The Remainers for their part want to keep the parliamentary shop open for as long as it takes to at least delay Brexit, if not stop it altogether.
But at some stage there would be nothing to stop the prime Minister from going to the Queen and recommending she prorogues parliament for a while before starting a new session.
So how is Dominic Grieve hoping to prevent this happening.
Well, at 7pm tonight MPs will be debating the Northern Ireland (Executive Formation) Bill and the plan would be to introduce an amendment that would force the government to make a statement to the house about power-sharing sometime in October.
Now, the latest House of Commons published documentation does not show this amendment as far as I can see, but there are many other amendments, mostly from the leader of the opposition, Jeremy Corbyn, that if voted through requires the government to lay statutory instruments before parliament prior to the 21st of October.
The aim of forcing a minister to make a statement in the house on a certain date would mean that Parliament could of course not be prorogued before that, or so the thinking goes.
But as an article in Conservative Home says, that plot may be too clever by half.
Because unless certain rules are followed it does not stop prorogation.
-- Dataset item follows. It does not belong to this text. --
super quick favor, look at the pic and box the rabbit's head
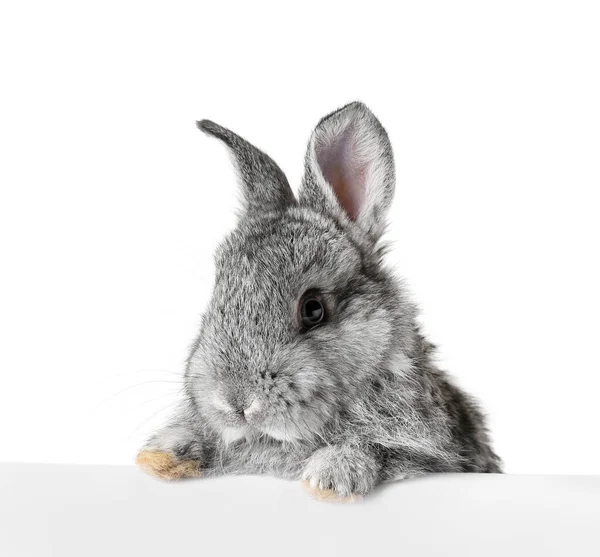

In that parliament can still be shut down, but the side effect would be that the minister involved would now be unable to report back on that date.
And an example they give is, what if many ministers are due to make reports back to the House and there was a vote of no confidence lost by the government and a general election forced by a vote of MPs and those ministers were then unable to report to the House because parliament had been shut down for the election?
Further, say the authors, Professor Richard Ekins and Sir Stephen laws, the proper way for any law to stop prorogation would need what is known as the 'Queen's Consent' in both houses of parliament.
Without that consent and an explicit statement that the amendment removes the prerogative power of the Prime Minister to prorogue parliament, then it should not be seen to do so.
As the piece says:
"…MPs today have a duty to insist that any legislation that attempts to limit the prerogative should say so clearly and should only be enacted in strict accordance with the rules."
And now, in case you haven't heard, the Brexiteer Labour MP, Kate Hoey, has decided to stand down at the next election.
One assumes we'll get a Remainer in her place, possibly a hard left Momentum type Remainer.